Notes · July 2026
How much does a website redesign cost?
A redesign usually runs between $3,000 and $15,000, and the range is that wide because "redesign" means five different things depending on who you ask. Here is what each version costs, and the one line item that decides whether your Google rankings survive the switch.
What you are actually paying for
The price of a redesign tracks how much of the site actually changes. A new coat of paint on the same structure is cheap. A rebuild that fixes the structure, rewrites the copy, and moves the site to faster technology costs more and is worth more.
$500 to $2,000: a reskin
New colors, new fonts, maybe a new template, same everything else. If the old site was slow or badly organized, a reskin keeps both problems and just repaints them. Fine if the bones are good and you only want it to look current. Usually they are not good, which is why you wanted a redesign.

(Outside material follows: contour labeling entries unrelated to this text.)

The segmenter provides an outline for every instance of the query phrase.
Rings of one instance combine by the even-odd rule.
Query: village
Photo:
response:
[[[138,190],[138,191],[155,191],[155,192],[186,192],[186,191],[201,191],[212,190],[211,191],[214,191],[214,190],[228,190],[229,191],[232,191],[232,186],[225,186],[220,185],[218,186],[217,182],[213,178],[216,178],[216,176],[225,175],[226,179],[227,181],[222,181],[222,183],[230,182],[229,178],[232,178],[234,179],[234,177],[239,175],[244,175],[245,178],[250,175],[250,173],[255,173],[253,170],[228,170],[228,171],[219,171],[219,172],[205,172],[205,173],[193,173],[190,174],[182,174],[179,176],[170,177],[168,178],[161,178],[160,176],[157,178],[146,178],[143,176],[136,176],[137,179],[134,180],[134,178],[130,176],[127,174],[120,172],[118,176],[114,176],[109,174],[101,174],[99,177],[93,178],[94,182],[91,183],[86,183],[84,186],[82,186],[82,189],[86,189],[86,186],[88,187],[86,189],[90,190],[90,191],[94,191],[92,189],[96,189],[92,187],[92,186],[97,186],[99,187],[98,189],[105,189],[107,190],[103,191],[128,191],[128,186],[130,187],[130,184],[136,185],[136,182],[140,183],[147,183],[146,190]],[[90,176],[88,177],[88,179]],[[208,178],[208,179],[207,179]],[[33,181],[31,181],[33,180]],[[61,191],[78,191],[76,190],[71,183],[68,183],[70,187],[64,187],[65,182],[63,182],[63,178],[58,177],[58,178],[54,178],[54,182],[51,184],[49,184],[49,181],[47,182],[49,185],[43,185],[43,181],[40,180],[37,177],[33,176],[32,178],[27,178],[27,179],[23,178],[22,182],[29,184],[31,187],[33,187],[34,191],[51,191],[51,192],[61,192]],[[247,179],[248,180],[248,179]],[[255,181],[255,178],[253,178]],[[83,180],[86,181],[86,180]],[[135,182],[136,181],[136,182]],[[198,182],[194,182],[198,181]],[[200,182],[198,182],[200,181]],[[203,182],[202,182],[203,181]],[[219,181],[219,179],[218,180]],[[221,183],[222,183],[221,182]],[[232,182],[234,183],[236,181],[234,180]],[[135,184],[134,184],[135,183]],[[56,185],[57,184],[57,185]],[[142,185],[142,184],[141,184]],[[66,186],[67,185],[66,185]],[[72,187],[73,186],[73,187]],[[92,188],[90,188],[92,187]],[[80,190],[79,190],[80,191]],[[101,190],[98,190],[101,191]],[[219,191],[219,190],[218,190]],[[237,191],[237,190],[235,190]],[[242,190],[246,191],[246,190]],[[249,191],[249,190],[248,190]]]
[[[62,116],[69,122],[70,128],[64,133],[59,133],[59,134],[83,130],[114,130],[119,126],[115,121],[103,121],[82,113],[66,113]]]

$3,000 to $8,000: a real rebuild
This is where most small businesses should land. A professional rebuilds the site from the structure up, rewrites the copy around what customers search for, moves you to technology that loads in under a second, and carries your rankings across with a redirect map. Full disclosure: this is our tier. Our redesign is $4,800, the same price as a brand-new build, and the spec is published on the pricing page.
$10,000 to $40,000+: agency and platform redesigns
Large sites, e-commerce with real catalogs, custom functionality, brand work, and ongoing retainers. Legitimate when the scope calls for it. Ask what the extra money buys, and make sure the answer is deliverables you can point at, not "strategy."

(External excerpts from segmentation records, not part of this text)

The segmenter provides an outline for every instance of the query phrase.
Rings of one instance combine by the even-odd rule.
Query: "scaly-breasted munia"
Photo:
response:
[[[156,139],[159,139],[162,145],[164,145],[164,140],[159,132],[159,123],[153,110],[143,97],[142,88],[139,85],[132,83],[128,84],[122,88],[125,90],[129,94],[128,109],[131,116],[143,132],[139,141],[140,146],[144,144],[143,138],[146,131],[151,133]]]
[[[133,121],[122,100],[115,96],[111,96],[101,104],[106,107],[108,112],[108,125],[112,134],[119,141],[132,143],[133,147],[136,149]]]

The line item that actually matters: the redirect map
When a site is rebuilt, its page addresses change. Every link Google has learned over the years now points at nothing. Traffic drops 30 to 70 percent and takes months to recover, if it recovers at all. This is the single most common way a redesign backfires.

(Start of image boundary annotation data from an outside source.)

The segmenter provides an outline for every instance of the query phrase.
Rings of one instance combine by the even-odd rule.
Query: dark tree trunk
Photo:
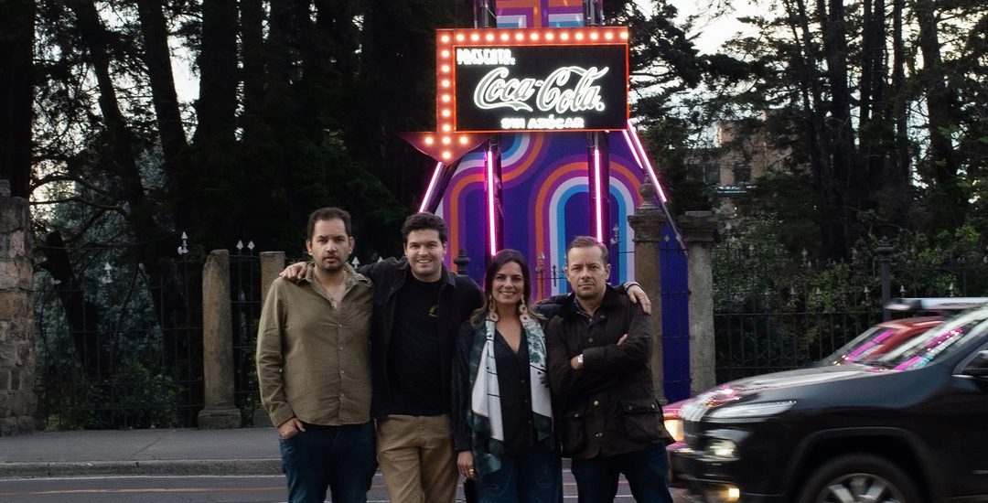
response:
[[[188,164],[188,142],[182,126],[175,76],[172,73],[171,51],[168,48],[168,28],[160,1],[138,0],[140,32],[144,40],[144,64],[151,83],[151,101],[158,120],[158,133],[164,154],[164,171],[169,200],[177,227],[188,229],[193,221],[191,199],[195,186]]]
[[[69,333],[83,374],[94,381],[107,377],[113,360],[100,344],[99,309],[95,303],[86,299],[85,289],[72,270],[72,261],[61,234],[48,234],[41,251],[46,259],[41,264],[41,268],[47,271],[56,282],[55,292],[65,310]]]
[[[35,2],[0,2],[0,180],[11,195],[31,194]]]
[[[241,60],[244,86],[244,144],[259,141],[264,115],[264,5],[262,0],[240,1]]]
[[[892,84],[886,102],[890,124],[894,127],[894,153],[885,172],[885,183],[893,201],[891,214],[905,226],[909,208],[912,157],[909,154],[908,99],[906,96],[906,48],[902,34],[905,0],[892,0]]]
[[[134,240],[140,246],[134,247],[131,260],[146,266],[151,285],[161,285],[162,294],[153,295],[155,312],[160,321],[167,325],[173,313],[185,308],[184,286],[180,285],[172,271],[174,246],[178,243],[174,233],[166,232],[154,219],[157,209],[144,193],[143,181],[134,159],[133,136],[118,104],[117,91],[110,69],[107,33],[92,1],[67,0],[66,4],[75,14],[79,37],[89,52],[93,71],[99,86],[99,105],[106,126],[106,135],[110,144],[108,159],[110,171],[116,175],[116,190],[120,198],[126,202],[127,212],[124,219]],[[168,281],[166,281],[166,279]],[[66,306],[66,310],[69,306]],[[167,328],[167,327],[166,327]],[[190,341],[173,341],[172,330],[164,330],[165,347],[188,346]],[[168,358],[177,358],[178,352],[166,352]],[[176,368],[176,362],[166,362],[169,368]]]
[[[825,197],[833,217],[824,225],[823,254],[840,259],[848,254],[848,209],[855,205],[851,195],[850,175],[854,159],[854,129],[851,126],[851,94],[848,89],[847,22],[843,0],[818,0],[818,20],[823,31],[823,51],[827,61],[830,89],[830,116],[825,125],[829,159],[825,178]]]
[[[931,224],[937,228],[956,228],[964,222],[968,206],[965,191],[957,177],[956,154],[947,132],[956,126],[953,116],[957,100],[947,85],[940,54],[936,2],[920,0],[915,9],[923,53],[921,79],[929,117],[930,151],[926,163],[934,182],[930,204]]]
[[[239,234],[237,188],[243,177],[236,163],[237,5],[234,0],[209,0],[202,8],[198,124],[192,149],[198,185],[193,214],[198,220],[190,234],[206,246],[227,247]]]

The fix is a redirect map: a page-by-page plan that tells Google where each old URL went. It is unglamorous, it is essential, and it is the first thing to ask any redesign quote about. If they cannot explain how they will preserve your rankings, that quote is cheaper than it looks and about to get expensive.
Redesign or start over?
Here is a question worth asking before you pay for either: if a redesign and a brand-new build cost the same, why would you order the redesign? The honest answer is that a good redesign should keep something the new build cannot: the Google rankings and content your old site has already earned. If your current site has real search traffic, protect it with a redesign and a redirect map. If it has none, a new build is simpler. Our redesign and new build are priced the same on purpose, so the choice comes down to what you have to protect, not what you have to spend.
The bottom line
A proper website redesign, with rewritten copy, faster technology, and a redirect map that keeps your rankings, should cost $4,000 to $8,000 for most small businesses and be live within a month. Much cheaper usually means a reskin that keeps your real problems. Much more should come with a clear list of what the extra buys. And whatever you pay, make the redirect map a written part of the deal.